Deny to be aged

Networks between the nucleolus and age-related pathways 

The nucleolus is supposed as a basic housekeeper: It's responsible for generating ribosomal RNA, which is significant for the synthesis of proteins that are crucial to the vitality of the cell,"

Studies of aging and the nucleolus have been performed in yeast, worms, fruit flies, mice, as well as early data in humans experiencing dietary restriction and exercise. Worms are particularly useful for aging research because they only survive for about a month, so it's possible to squeeze their genomes and see what extends or shortens their longivity. Scientists and researchers have seen that common pathways related to aging eventually affect nucleolar size -- organisms with enlarged nucleoli have smaller lifespans and those with shrunken nucleoli have longer lifespans.

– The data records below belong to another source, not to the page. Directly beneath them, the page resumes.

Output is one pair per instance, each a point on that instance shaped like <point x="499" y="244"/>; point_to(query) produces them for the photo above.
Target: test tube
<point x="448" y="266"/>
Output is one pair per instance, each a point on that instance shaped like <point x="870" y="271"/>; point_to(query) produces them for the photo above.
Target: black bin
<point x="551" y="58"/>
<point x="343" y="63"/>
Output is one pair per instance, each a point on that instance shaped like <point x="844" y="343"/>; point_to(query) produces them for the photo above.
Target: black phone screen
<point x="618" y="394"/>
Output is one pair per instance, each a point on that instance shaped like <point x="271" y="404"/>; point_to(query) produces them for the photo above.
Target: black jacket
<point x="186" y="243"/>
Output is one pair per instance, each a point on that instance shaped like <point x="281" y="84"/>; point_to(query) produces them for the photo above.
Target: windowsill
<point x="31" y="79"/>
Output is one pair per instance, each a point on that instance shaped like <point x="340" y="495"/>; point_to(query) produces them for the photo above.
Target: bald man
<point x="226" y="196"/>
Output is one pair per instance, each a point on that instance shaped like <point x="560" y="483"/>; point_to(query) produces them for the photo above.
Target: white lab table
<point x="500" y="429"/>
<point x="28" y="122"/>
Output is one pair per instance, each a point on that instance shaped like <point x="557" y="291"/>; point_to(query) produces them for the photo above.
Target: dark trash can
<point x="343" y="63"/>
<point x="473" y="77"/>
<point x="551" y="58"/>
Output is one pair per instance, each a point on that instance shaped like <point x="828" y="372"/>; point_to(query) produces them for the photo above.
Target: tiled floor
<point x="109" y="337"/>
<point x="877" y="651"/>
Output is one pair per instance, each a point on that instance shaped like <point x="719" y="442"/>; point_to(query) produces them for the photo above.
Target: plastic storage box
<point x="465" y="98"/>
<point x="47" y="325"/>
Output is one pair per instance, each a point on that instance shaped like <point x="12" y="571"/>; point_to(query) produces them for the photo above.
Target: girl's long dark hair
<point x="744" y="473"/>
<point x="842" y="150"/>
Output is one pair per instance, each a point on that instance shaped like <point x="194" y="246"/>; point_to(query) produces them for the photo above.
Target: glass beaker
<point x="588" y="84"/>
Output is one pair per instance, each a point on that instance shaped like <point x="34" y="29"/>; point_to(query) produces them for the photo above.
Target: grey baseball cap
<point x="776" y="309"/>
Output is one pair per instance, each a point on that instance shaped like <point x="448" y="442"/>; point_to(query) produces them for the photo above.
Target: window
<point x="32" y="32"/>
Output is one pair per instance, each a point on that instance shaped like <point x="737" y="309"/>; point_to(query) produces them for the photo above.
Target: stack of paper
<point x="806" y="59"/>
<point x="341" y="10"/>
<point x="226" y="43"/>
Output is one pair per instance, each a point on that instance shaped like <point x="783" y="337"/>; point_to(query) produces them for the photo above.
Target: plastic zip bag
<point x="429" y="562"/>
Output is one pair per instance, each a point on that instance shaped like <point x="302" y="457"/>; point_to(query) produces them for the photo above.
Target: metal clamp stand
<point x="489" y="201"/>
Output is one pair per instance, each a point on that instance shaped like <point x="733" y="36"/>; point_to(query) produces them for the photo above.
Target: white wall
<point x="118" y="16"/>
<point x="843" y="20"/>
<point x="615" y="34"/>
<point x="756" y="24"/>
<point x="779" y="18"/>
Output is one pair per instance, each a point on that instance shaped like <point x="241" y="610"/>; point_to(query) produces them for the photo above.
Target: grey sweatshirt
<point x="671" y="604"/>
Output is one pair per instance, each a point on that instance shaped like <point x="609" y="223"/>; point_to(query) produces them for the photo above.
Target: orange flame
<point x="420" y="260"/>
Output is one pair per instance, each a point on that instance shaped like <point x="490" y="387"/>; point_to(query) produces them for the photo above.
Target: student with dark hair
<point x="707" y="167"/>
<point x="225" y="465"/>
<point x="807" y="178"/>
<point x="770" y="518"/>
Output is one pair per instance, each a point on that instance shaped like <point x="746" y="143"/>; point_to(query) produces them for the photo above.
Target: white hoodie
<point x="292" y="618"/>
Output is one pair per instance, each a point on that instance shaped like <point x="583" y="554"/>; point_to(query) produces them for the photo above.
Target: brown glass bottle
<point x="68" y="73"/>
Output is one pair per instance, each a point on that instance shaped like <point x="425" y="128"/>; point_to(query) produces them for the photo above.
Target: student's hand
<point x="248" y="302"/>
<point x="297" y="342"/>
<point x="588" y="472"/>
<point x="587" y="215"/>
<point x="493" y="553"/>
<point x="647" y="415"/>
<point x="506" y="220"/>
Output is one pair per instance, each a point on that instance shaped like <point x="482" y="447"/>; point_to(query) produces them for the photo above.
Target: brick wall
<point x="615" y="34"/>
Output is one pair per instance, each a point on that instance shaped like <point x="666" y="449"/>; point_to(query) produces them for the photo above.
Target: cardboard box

Many of these longevity pathways unite on a nucleolar variable gene called NCL-1. Dietary restriction, slowdown insulin signaling, and other lifespan-extending interventions increase the activity of NCL-1, reducing nucleolar size and the formation of ribosomes. Worms missing NCL-1 receive no age-extending benefits from these therapies. Relatedly, people with diseases such as cancer or progeria that enhanced aging have inflated nucleoli with enlarged ribosome biogenesis. It is still unclear why a small nucleolus can extend lifespan, but it may be linked to matching cellular renewal and repair.

"Within an organism, within diverse tissues, it's for assured that nucleolar dimension can vary quite a bit dependent on the metabolic actions of the cells, so for example, in C. elegans, neurons have very minor nucleoli whereas they are quite large in skin cells or muscle cells. It turns out that neurons in C. elegansmaintain their construction well into old age, whereas muscle cells and skin cells tend to weaken more rapidly in the organism. Thus, even within a creature unalike tissues have different nucleolar size and it may replicate different rates of aging."